As the seminary grew, so did the neighborhood.
"I get the impression it was pretty bucolic when the seminary opened, yet grew up and became a little too busy, noisy and dirty in the ensuing years," said Stuart Shea, author of the just-released "Wrigley Field: The Long Life and Contentious Times of the Friendly Confines.".
In 1909, the seminary bought adjoining land to give itself a buffer from the encroaching neighborhood. That brought the property to 8 acres, according to "Passavant's Vision: A History of the Chicago Lutheran Theological Seminary, 1891-1951," by Marjory R. Weng. But it didn't solve the problem, and the seminary vacated the property in 1910, moving to Maywood and later merging with other seminaries to form the Lutheran School of Theology at Chicago, which is now on East 55th Street.
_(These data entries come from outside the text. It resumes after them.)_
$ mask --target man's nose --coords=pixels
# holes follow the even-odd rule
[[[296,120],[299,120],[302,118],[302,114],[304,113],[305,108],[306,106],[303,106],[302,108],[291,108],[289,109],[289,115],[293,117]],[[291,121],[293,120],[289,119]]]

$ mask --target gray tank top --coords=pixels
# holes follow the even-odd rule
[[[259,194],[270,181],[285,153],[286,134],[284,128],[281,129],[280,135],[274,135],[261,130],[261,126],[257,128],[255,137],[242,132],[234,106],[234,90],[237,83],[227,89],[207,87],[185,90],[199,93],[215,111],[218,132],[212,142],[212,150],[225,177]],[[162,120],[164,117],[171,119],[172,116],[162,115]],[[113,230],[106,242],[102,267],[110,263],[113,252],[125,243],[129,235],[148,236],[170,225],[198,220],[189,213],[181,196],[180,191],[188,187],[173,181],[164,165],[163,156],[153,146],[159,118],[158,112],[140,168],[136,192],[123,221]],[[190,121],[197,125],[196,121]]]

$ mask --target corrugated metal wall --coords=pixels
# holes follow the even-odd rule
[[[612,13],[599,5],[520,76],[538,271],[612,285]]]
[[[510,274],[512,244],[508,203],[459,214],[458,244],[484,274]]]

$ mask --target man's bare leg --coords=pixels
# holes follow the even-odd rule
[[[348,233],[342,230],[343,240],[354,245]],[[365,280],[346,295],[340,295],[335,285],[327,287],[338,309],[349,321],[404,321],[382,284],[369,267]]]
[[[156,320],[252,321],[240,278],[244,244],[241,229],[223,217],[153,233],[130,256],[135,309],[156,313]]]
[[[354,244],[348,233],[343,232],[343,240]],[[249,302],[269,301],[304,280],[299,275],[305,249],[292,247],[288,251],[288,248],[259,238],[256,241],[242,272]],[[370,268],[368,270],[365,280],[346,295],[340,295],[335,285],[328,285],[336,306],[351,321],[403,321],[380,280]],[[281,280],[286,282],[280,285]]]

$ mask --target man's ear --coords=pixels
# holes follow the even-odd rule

Wrigley Field was originally named Weeghman Park and was built for a short lived 3rd professional baseball league team named the Whales.
The Whales' first game there was April 23, 1914. And even then, the presence of the Chicago Lutheran Theological Seminary was felt.
"There's a picture of the ballpark in the opener in 1914," Hartig said, "and beyond left field you see some of (the seminary buildings) on the property. There was a guy (on) the property, and he had time left on his lease. They were going to wait for the lease to expire. But when the season opened, there was something like nine home runs in the first three games.
"They decided the park was too small. So they checked the lease and saw it didn't say anything about a porch. So they took the back porch off the house and moved the fence back, right to his house."
The Cubs moved into Weeghman Park 2 years later in 1916 which is when the real bear cub appeared on the field.